Wisely sensing a political opening with gasoline prices up by more than $1 per gallon since the start of the Iran war, Senate Minority Leader Chuck Schumer (D-NY) outlined an energy agenda that Democrats would pursue in 2027 should they win the congressional elections this November. Unfortunately, his speech revealed Democrats to have learned nothing from their 2024 defeat. They are still peddling an agenda limited to costly, inefficient, but supposedly clean energy that drives prices higher.
Speaking to the League of Conservation Voters, which is notoriously opposed to the use of all fossil fuels, Schumer outlined a five-point energy plan under which Senate Democrats would increase subsidies but only for “clean energy” projects, reform permitting — again only for their favored energy sources — spend more on the electricity energy grid with a special focus on battery storage for renewable energy, ramp up regulations to suppress the development of data centers, and increase energy regulation to encourage lower energy consumption. It is a recipe for higher costs, slower development, and sluggish wealth creation.
At no point did Schumer acknowledge that fossil fuels are and should continue to be an important element of American energy dominance.
Instead, he falsely claimed that “climate change makes everything more expensive.” This ignores ample evidence that warmer winters reduce demand for heating fuel and electricity, lengthen growing seasons, and increase crop sizes. Schumer also claimed that clean energy lowers costs and electric bills, which can be true if clean energy production is allowed to compete with fossil fuels, but this is not true when energy is subsidized through caps on carbon emissions and restrictions on fossil fuel development.
We have written multiple times on the need for permitting reform, particularly to lower energy prices, and there have been bipartisan breakthroughs on the issue. These efforts, even the bipartisan ones, include permitting reform for all projects, clean energy and fossil fuel alike. If we are serious about lowering energy costs and making energy supplies more reliable, we need more oil and gas pipelines just as much or more than we need new solar panels and nuclear projects. Unfortunately, Schumer is signaling that if they take power, Senate Democrats will allow permitting reform only for their pet energy projects. This would be a huge mistake.
Schumer is a deeply unpopular leader in the increasingly radical Democratic Party, and the plan he has outlined is an obvious piece of pandering to his critical Left flank. His promise for greater regulation of data centers is particularly egregious and ill-advised, considering that Sen. Bernie Sanders (I-VT) and Rep. Alexandria Ocasio-Cortez (D-NY) recently introduced legislation that would impose an outright ban on new data center construction. Data centers should work with local governments to ensure they add as much new capacity to the grid as they use, but an outright ban would be folly and would deprive localities of jobs, increased tax revenues, and greater electricity generation capacity, as well as put national security in danger as China adds new data centers every day.

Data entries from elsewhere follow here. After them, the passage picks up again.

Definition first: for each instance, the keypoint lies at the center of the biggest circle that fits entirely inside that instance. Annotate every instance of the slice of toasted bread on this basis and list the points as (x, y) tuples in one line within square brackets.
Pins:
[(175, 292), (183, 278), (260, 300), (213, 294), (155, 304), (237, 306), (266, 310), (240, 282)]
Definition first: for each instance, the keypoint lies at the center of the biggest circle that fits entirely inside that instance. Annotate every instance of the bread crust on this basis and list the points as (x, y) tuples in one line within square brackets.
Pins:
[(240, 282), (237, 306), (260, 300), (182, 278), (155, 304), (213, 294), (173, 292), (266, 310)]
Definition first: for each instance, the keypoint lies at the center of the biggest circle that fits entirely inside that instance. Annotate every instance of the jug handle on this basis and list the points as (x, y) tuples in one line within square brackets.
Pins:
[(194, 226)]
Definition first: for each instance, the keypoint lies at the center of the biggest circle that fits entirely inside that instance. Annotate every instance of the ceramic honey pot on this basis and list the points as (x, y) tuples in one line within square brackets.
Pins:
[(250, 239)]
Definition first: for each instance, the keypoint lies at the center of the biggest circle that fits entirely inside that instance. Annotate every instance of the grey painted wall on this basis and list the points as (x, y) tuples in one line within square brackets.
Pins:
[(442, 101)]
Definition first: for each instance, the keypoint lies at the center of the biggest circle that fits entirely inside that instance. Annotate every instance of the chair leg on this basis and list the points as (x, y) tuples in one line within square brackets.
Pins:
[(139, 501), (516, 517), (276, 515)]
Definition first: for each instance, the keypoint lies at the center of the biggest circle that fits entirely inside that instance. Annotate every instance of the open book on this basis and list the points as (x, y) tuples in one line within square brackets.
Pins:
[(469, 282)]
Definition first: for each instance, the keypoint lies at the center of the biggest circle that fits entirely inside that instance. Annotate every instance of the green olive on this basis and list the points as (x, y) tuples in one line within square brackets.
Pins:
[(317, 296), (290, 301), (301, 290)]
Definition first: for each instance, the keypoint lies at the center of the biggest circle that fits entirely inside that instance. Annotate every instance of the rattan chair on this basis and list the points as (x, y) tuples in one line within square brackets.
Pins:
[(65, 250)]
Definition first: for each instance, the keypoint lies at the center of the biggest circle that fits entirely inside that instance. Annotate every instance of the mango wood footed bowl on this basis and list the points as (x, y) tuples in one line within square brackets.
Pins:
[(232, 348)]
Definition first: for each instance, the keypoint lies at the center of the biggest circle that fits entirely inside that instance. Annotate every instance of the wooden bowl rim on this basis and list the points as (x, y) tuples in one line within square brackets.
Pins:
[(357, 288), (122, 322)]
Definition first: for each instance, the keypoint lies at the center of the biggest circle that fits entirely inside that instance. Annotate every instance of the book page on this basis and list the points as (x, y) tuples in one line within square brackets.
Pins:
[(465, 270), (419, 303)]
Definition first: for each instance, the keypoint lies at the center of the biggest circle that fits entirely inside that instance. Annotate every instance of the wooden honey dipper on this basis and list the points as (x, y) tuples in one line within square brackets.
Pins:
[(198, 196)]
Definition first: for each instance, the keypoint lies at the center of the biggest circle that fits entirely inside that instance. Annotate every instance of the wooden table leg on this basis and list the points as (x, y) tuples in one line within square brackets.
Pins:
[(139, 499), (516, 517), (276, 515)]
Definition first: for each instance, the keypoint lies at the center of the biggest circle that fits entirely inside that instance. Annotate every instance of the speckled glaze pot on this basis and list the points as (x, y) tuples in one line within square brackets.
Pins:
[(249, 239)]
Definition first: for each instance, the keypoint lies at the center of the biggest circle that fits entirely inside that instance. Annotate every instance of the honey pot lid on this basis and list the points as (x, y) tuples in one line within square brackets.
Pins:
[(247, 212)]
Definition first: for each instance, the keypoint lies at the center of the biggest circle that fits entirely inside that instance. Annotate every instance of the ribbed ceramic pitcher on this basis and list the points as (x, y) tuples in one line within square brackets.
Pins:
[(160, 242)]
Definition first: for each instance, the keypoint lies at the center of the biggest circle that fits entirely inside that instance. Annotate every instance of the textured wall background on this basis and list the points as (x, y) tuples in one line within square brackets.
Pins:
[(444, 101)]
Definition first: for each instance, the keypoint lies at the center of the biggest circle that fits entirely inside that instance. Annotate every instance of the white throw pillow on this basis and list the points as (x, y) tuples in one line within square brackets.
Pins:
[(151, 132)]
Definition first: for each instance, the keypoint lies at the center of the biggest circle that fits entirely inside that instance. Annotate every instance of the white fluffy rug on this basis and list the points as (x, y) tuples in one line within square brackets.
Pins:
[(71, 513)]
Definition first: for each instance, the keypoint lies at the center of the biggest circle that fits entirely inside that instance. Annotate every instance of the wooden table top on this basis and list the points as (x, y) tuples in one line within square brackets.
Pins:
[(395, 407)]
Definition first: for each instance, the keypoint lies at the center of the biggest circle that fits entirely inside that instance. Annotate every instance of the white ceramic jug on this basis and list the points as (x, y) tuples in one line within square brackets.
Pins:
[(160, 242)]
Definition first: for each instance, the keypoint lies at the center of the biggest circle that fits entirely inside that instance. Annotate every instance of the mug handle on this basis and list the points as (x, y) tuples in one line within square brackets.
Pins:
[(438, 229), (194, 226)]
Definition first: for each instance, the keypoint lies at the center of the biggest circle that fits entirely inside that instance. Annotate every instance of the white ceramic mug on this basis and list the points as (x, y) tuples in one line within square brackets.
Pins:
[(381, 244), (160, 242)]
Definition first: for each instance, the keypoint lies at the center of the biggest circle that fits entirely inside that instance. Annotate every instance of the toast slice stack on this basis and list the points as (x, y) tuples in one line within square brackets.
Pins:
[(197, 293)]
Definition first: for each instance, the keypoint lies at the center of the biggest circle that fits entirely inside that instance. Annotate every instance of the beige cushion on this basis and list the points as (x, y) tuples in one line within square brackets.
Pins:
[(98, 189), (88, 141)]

If one has any doubt that Democratic energy-only policies lead to higher prices, compare gas and electricity prices in red and blue states. Due to state renewable energy portfolio standards that cap fossil fuel use and production, rooftop solar subsidy programs, and tighter gas refinery regulations, energy costs are uniformly higher in Democrat-run states than in their Republican counterparts.
EDITORIAL: WHAT ARE BLUE STATES GETTING FOR ALL THAT SPENDING?
The most telling part of Schumer’s speech was when he pitched higher federal subsidies not just as a way to produce clean energy but also to “expand our coalition,” since Democrats could force all new clean energy projects to use union labor.
Democrats are not interested in lowering energy costs. They view energy policy as another means to “expand their coalition” by punishing industries they don’t like (fossil fuels) while rewarding interest groups they favor (labor and environmentalists). That may lead to an abundance of votes, but not to an abundance of energy, and consumers would pay the price.